The First Golfer, on a Hawaiian stay-and-play vacay, had taken as long as six hours to turtle his way around 18 holes on one of his seven outings in 12 days during his holiday, according to the New York Times’ Ashley Parker. That sure won’t win the commander-in-chief any kudos from the USGA, whose “While We’re Young” campaign seeks to accelerate the pace of play among duffers like Obama.

If his form in this video is any indication, the prez could cut down on his practice strokes and take a couple of chipping and putting lessons.

While industry experts believe the time it takes to play is a serious deterrent to attracting new golfers, it’s possible that Obama’s deliberate style stems from his desire to wind down from the pressures of his day job.
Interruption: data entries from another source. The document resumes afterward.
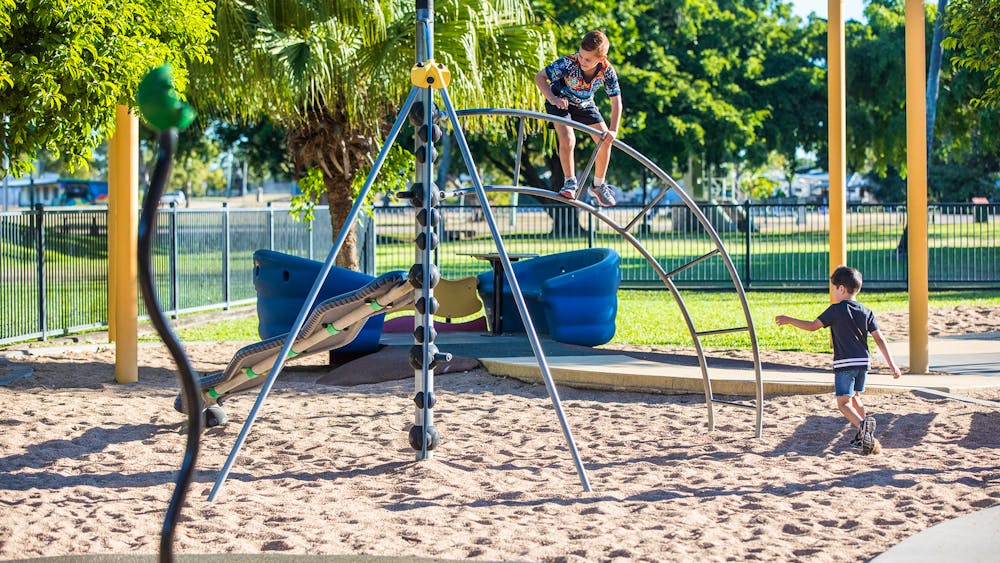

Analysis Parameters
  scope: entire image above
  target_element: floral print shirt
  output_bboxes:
[545,53,621,108]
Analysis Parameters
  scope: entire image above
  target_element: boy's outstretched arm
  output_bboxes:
[872,330,902,379]
[608,95,622,138]
[774,315,823,332]
[535,68,569,109]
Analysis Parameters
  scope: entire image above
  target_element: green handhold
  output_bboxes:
[135,64,195,131]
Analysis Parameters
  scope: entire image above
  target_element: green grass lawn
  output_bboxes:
[174,291,1000,352]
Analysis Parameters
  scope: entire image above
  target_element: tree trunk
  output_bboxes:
[288,108,375,270]
[926,0,948,163]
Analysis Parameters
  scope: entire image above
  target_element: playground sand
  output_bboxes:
[0,343,1000,562]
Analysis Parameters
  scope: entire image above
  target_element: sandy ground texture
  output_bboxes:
[0,314,1000,562]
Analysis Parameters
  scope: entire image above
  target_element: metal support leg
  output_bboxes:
[208,88,418,502]
[441,89,590,492]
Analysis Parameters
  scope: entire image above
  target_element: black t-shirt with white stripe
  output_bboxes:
[819,299,878,371]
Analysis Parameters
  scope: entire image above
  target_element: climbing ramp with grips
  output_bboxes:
[444,108,764,438]
[174,272,413,426]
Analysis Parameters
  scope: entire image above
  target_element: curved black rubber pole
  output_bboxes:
[139,129,204,562]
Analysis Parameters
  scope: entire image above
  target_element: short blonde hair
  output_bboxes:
[580,30,610,57]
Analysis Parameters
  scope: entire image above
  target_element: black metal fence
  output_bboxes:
[0,204,1000,344]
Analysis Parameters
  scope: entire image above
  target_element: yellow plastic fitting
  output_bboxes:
[410,59,451,90]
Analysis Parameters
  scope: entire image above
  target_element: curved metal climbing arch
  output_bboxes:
[446,108,764,438]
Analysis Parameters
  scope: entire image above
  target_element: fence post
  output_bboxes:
[167,203,181,319]
[306,214,316,260]
[222,201,232,311]
[584,207,594,248]
[743,198,753,289]
[267,201,274,250]
[34,203,48,341]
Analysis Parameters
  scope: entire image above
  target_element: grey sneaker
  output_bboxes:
[589,183,615,207]
[861,415,875,455]
[559,177,576,199]
[850,430,861,450]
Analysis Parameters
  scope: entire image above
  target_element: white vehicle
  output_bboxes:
[160,191,187,207]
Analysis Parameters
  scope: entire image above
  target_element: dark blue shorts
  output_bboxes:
[833,368,868,397]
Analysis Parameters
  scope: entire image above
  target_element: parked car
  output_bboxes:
[160,191,187,207]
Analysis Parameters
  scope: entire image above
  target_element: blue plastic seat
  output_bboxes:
[253,250,385,354]
[477,248,621,346]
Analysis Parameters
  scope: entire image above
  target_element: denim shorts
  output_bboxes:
[833,368,868,397]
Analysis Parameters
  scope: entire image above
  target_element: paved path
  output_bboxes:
[382,333,1000,408]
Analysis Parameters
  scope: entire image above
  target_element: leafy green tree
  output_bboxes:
[943,0,1000,106]
[195,0,551,269]
[847,0,1000,201]
[0,0,214,175]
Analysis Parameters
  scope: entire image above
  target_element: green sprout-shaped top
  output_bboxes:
[135,64,195,131]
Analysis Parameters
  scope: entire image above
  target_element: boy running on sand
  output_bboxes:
[774,266,901,455]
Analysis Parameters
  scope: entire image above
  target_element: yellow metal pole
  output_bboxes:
[826,0,847,299]
[906,0,928,373]
[108,106,139,383]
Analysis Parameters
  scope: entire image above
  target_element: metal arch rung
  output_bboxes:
[712,399,757,410]
[695,326,750,336]
[667,248,719,278]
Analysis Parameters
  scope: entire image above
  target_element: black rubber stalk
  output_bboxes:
[139,128,204,562]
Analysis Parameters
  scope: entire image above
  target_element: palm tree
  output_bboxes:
[192,0,554,269]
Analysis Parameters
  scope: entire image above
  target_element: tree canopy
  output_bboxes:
[0,0,214,175]
[194,0,552,267]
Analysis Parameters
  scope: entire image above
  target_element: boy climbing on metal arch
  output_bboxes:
[535,31,622,207]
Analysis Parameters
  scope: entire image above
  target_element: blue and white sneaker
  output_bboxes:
[589,183,616,207]
[861,415,876,455]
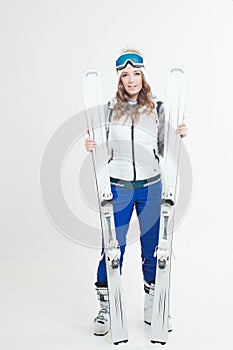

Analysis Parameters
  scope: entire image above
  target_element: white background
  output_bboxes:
[0,0,233,350]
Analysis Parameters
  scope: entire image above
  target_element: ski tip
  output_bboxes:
[170,66,185,74]
[83,69,100,78]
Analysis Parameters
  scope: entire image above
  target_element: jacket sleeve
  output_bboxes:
[158,103,165,157]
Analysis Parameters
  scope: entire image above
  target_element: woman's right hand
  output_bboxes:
[85,138,96,152]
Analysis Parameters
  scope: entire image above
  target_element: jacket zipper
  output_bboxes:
[131,117,136,181]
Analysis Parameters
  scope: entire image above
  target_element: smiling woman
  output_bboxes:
[85,50,187,335]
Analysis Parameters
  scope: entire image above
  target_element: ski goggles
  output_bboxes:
[116,52,144,70]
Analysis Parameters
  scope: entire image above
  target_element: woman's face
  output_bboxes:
[121,64,142,101]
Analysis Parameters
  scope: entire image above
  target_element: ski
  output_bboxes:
[151,67,185,345]
[82,70,128,344]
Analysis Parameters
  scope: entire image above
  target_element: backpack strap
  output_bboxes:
[156,101,163,117]
[105,101,114,141]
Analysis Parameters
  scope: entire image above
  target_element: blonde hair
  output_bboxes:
[114,49,155,120]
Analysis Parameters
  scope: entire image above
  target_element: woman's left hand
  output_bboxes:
[176,123,188,137]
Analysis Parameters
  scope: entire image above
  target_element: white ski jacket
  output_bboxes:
[108,98,165,181]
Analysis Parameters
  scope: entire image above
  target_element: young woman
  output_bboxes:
[85,50,187,335]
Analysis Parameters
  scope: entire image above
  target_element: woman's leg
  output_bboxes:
[96,185,134,287]
[135,182,162,284]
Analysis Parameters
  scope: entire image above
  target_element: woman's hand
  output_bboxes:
[176,123,188,137]
[85,138,96,152]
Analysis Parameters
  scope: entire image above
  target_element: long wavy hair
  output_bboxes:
[114,49,155,121]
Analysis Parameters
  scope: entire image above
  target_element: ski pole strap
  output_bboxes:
[110,174,161,191]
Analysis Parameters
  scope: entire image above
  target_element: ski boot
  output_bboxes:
[94,287,110,336]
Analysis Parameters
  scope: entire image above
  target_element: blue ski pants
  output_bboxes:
[97,181,162,283]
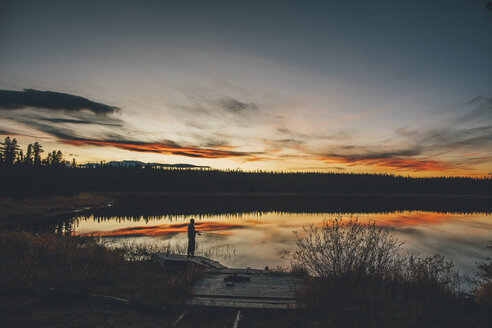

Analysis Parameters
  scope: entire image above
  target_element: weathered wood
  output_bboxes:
[153,254,302,309]
[152,253,227,269]
[188,269,302,309]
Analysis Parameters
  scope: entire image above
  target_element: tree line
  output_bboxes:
[0,137,492,197]
[0,137,76,167]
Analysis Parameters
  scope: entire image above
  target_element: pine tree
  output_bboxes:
[32,141,44,166]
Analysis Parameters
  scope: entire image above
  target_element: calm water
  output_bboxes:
[72,211,492,275]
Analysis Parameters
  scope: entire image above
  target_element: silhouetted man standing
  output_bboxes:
[188,219,198,257]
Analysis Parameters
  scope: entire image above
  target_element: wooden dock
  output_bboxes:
[152,254,227,269]
[155,254,303,309]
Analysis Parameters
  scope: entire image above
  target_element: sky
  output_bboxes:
[0,0,492,176]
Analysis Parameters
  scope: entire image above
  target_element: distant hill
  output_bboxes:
[78,161,210,169]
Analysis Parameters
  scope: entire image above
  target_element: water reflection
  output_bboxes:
[72,211,492,280]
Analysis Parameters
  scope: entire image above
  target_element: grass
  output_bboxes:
[292,218,492,327]
[0,231,199,305]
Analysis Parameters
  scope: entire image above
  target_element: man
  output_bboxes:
[188,219,198,257]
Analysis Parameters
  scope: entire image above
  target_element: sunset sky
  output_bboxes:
[0,0,492,176]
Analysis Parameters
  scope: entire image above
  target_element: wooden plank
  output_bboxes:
[152,253,227,269]
[232,310,241,328]
[186,297,299,309]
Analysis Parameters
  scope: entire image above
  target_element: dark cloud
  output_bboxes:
[0,89,119,115]
[220,98,259,113]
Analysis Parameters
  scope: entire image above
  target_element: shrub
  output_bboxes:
[292,218,403,278]
[474,241,492,305]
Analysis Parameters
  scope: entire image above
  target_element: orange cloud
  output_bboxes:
[79,222,245,236]
[319,156,451,171]
[61,139,254,158]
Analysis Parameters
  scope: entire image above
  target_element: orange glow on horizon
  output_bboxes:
[61,140,252,158]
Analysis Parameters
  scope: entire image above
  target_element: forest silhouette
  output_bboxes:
[0,137,492,197]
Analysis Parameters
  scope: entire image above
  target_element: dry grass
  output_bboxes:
[292,219,492,327]
[0,231,199,304]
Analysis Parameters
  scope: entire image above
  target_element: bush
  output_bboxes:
[291,218,468,327]
[474,241,492,305]
[293,218,403,278]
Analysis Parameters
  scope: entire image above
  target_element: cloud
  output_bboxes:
[319,154,452,172]
[0,129,16,136]
[60,138,256,158]
[220,98,259,113]
[457,96,492,122]
[0,89,120,115]
[40,117,123,126]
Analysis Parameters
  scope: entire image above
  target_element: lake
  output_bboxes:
[65,196,492,284]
Still, noted Don Van Natta Jr., author of the 2003 tome,“First Off the Tee: Presidential Hackers, Duffers, and Cheaters From Taft to Bush,” there’s methodical, and then there’s s-l-o-w.

“Six hours is an especially long round of golf,” the ex-Times writer told Parker, “and five is on the long side, too.”

Good thing Obama, who has teed it up with Tiger Woods (who favors fines for playing partners who fiddle and diddle the way Obama appears to), isn’t on the tour, since as Parker observed, “the PGA frowns on slow play, threatening penalties.”

Ha ha! Good one, Ashley! Guan Tianlang may have incurred just such discipline at the Masters in April, but the last time the PGA assessed a slow-play sanction in a regular-season tour event was in 1995.

George I and II, by the way, played golf the way the former plowed through the waves in his cigarette boat: with all due haste. Bush the First sped through his fastest round in less than an hour and a half, according to Parker.